Jn 10, 11-18 4e dimanche de Pâques - Prier pour les vocations

Publié le par Père Jean-Luc Fabre

4e dimanche de Pâques
Message pour la journée mondiale des vocations
(Prière au bon berger)

Aimer chacun et tous, d’une manière unique et singulière, la signature du Bon Pasteur.
Évangile de Jésus-Christ selon saint Jean 10,11-18.
Jésus disait aux Juifs : « Je suis le bon pasteur, le vrai berger. Le vrai berger donne sa vie pour ses brebis. Le berger mercenaire, lui, n'est pas le pasteur, car les brebis ne lui appartiennent pas : s'il voit venir le loup, il abandonne les brebis et s'enfuit ; le loup s'en empare et les disperse.

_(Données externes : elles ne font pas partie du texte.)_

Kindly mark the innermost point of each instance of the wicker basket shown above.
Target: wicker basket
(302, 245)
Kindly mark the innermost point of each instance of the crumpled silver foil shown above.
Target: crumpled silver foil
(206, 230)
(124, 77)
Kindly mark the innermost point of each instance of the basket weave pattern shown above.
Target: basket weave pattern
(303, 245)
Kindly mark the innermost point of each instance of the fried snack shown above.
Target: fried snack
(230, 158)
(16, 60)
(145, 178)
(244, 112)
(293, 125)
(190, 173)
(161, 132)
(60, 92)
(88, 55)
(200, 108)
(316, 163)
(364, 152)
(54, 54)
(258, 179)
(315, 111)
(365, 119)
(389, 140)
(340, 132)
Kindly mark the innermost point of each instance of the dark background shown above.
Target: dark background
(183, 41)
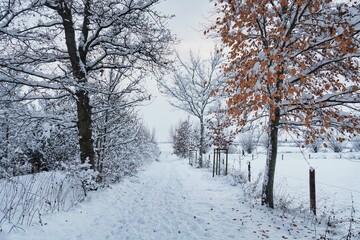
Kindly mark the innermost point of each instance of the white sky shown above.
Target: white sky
(188, 25)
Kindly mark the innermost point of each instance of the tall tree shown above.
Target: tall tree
(295, 64)
(57, 48)
(192, 86)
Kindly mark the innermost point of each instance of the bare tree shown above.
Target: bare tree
(294, 64)
(192, 88)
(59, 48)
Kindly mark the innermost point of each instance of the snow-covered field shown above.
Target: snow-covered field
(169, 199)
(337, 177)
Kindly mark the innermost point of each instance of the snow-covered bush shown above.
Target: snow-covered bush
(335, 145)
(238, 177)
(25, 199)
(182, 138)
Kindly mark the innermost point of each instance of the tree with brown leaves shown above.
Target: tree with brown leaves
(294, 64)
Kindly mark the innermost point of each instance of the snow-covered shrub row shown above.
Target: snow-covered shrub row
(25, 199)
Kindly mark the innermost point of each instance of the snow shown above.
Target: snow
(169, 199)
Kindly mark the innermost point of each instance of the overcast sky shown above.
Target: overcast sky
(188, 25)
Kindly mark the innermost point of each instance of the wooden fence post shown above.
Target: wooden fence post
(213, 163)
(312, 190)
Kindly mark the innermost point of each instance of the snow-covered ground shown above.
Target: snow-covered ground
(337, 177)
(168, 199)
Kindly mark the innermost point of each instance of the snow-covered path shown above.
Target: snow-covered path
(168, 200)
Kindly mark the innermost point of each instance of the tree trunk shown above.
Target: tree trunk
(201, 147)
(84, 128)
(77, 60)
(268, 184)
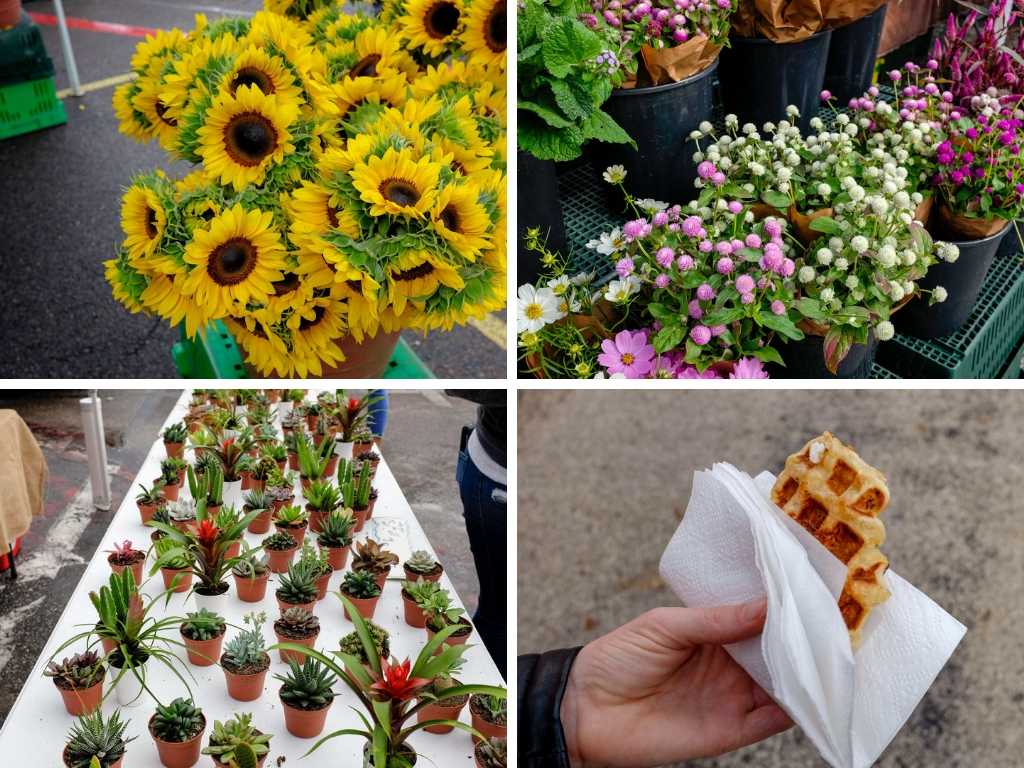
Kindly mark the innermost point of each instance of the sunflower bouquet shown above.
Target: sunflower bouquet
(350, 179)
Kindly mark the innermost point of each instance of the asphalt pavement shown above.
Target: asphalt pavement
(421, 446)
(59, 219)
(605, 477)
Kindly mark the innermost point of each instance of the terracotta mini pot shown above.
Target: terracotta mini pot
(184, 584)
(286, 654)
(179, 754)
(245, 687)
(203, 652)
(251, 590)
(302, 723)
(366, 606)
(83, 700)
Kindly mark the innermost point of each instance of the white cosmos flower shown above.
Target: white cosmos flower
(536, 307)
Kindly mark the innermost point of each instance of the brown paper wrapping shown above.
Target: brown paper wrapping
(664, 66)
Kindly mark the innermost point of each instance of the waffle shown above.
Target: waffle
(836, 497)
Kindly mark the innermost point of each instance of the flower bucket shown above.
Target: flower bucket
(761, 78)
(659, 120)
(539, 208)
(963, 281)
(852, 54)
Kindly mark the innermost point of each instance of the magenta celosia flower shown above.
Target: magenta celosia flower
(629, 354)
(749, 368)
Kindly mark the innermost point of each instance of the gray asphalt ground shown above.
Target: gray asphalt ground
(604, 479)
(421, 445)
(59, 220)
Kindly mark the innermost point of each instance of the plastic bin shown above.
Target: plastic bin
(30, 107)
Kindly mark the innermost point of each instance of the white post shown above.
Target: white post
(95, 450)
(76, 84)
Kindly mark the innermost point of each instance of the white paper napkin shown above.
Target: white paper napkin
(734, 545)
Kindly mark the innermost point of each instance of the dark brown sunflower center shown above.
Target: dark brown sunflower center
(441, 19)
(250, 137)
(450, 217)
(416, 272)
(367, 67)
(496, 28)
(231, 261)
(398, 192)
(252, 76)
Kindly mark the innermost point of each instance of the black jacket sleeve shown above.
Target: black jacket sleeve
(542, 679)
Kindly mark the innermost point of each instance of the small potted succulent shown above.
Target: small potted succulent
(124, 556)
(80, 680)
(281, 547)
(416, 597)
(236, 740)
(306, 695)
(174, 438)
(246, 662)
(251, 577)
(203, 633)
(363, 591)
(298, 587)
(94, 737)
(489, 716)
(299, 627)
(336, 537)
(422, 563)
(177, 730)
(150, 500)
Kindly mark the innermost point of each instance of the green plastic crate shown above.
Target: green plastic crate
(218, 357)
(30, 107)
(23, 55)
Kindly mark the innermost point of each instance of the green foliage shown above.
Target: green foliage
(306, 687)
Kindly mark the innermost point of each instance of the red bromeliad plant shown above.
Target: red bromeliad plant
(388, 691)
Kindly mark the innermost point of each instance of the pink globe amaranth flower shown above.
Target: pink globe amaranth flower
(629, 354)
(700, 335)
(749, 368)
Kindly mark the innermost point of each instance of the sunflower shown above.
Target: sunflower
(396, 184)
(238, 259)
(431, 25)
(143, 219)
(485, 38)
(461, 220)
(244, 135)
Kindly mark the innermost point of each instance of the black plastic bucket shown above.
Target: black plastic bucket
(539, 207)
(852, 54)
(806, 359)
(659, 120)
(761, 78)
(963, 281)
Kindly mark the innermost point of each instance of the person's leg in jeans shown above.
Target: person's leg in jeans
(484, 506)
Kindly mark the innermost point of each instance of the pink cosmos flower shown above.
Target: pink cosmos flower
(629, 354)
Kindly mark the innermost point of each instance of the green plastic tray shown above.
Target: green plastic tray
(218, 357)
(30, 107)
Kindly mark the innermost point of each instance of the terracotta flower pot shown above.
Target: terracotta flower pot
(286, 654)
(203, 652)
(246, 687)
(366, 606)
(83, 700)
(251, 591)
(302, 723)
(183, 584)
(179, 754)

Ce berger n'est qu'un mercenaire, et les brebis ne comptent pas vraiment pour lui. Moi, je suis le bon pasteur ; je connais mes brebis, et mes brebis me connaissent, comme le Père me connaît, et que je connais le Père ; et je donne ma vie pour mes brebis. J'ai encore d'autres brebis, qui ne sont pas de cette bergerie : celles-là aussi, il faut que je les conduise. Elles écouteront ma voix : il y aura un seul troupeau et un seul pasteur. Le Père m'aime parce que je donne ma vie pour la reprendre ensuite. Personne n'a pu me l'enlever : je la donne de moi-même. J'ai le pouvoir de la donner, et le pouvoir de la reprendre : voilà le commandement que j'ai reçu de mon Père. »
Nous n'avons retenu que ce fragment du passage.